There are two ways that the human stomach aids in the digestion of food. The first one involves the production of gastric juices. Here, the cells of the stomach would line up and make approximately three liters of gastric juice, and this activity is done daily. The gastric juice breaks down the food into finer pieces. For example, a steak that can be hard to chew and masticate using our teeth will be well-digested in the stomach because the gastric juice would aid in breaking it down.
Perhaps the most important substance in gastric juice is the hydrochloric acid. This is being produced in the parietal cells. These cells are located in the stomach wall and there are almost a billion of these cells in the stomach wall. The hydrochloric acid is a strong acid that aids in the breaking down of food. This acid is so concentrated that if you put a piece of wood in the stomach, the acid will break through it. So the food that passes in the esophagus going to the stomach would be welcomed by the gastric juices, which include the hydrochloric acid, and breaks it into finer pieces.
Another way that the stomach helps in the digestion of food is through the stomach’s muscular wall. This part of the stomach churns the food together with the gastric juices. The food will result to a soup-like mixture because of the churning and the mixture of gastric juices, which will then be squirted to a valve. This valve is known as the duodenum, which is the next part of the human’s intestinal tract. Both the production of gastric juices and the action of the stomach’s muscular wall are influenced by a lot of factors, such as the absence and presence of the food.

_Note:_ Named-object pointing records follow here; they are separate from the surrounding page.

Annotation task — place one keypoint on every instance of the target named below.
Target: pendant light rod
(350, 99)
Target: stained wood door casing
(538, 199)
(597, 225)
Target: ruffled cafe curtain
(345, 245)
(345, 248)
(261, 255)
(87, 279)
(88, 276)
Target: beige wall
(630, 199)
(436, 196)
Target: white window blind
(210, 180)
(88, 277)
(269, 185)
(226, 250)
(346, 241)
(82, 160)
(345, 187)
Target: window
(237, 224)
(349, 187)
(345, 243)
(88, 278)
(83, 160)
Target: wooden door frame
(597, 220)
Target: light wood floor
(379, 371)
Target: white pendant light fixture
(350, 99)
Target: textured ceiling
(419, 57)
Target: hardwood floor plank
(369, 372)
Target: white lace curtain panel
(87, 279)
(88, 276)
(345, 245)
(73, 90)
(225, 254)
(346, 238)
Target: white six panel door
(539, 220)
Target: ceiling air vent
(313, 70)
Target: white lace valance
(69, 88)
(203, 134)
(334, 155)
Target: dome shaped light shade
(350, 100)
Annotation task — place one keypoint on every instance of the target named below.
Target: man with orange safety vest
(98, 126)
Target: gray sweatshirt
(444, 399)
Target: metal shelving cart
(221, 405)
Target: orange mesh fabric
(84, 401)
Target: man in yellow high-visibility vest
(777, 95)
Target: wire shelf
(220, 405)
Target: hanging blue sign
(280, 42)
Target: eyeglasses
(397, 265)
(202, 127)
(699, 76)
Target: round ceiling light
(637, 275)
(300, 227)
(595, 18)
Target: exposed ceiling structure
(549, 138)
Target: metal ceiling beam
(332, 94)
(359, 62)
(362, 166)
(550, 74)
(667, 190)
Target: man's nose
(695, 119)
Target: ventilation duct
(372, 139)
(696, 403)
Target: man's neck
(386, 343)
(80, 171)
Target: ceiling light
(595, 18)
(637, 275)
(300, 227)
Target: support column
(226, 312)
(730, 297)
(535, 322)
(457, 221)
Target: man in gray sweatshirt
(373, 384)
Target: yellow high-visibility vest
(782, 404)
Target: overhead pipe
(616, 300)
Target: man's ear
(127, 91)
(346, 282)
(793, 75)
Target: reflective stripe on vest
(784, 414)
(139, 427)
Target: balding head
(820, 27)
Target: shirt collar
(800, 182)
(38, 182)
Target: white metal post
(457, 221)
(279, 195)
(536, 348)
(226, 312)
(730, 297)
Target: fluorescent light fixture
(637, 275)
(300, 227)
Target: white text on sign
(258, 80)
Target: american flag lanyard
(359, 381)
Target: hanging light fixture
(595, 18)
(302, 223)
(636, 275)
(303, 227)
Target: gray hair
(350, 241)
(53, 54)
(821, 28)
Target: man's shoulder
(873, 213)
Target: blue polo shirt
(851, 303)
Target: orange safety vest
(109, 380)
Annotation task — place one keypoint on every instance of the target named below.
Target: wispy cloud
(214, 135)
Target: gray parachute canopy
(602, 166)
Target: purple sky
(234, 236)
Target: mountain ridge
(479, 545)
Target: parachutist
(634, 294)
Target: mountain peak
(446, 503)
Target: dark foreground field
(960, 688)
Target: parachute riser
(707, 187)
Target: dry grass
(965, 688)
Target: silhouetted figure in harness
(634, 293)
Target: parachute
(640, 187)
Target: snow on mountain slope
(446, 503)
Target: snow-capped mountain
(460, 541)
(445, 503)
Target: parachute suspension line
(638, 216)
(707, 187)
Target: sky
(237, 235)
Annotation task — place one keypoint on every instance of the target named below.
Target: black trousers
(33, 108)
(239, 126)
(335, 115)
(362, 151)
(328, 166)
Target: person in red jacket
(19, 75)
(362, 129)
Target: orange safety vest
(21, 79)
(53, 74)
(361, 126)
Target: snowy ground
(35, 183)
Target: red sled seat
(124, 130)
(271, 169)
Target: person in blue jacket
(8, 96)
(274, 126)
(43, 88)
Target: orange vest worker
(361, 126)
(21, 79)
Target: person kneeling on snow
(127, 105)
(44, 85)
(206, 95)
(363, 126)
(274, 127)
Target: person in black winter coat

So what stops the stomach from digesting itself or from auto-digestion? It is the production of bicarbonate- rich solution which covers the mucosa or the inner layer of the stomach. The bicarbonate solution neutralizes the hydrochloric acid as well as other acids that are secreted by the parietal cells. This is made possible because bicarbonate is an alkaline or a base. When the acid and the base or alkaline is mixed, it produces water in the process, which then protects the stomach from all the strong acids that it produces.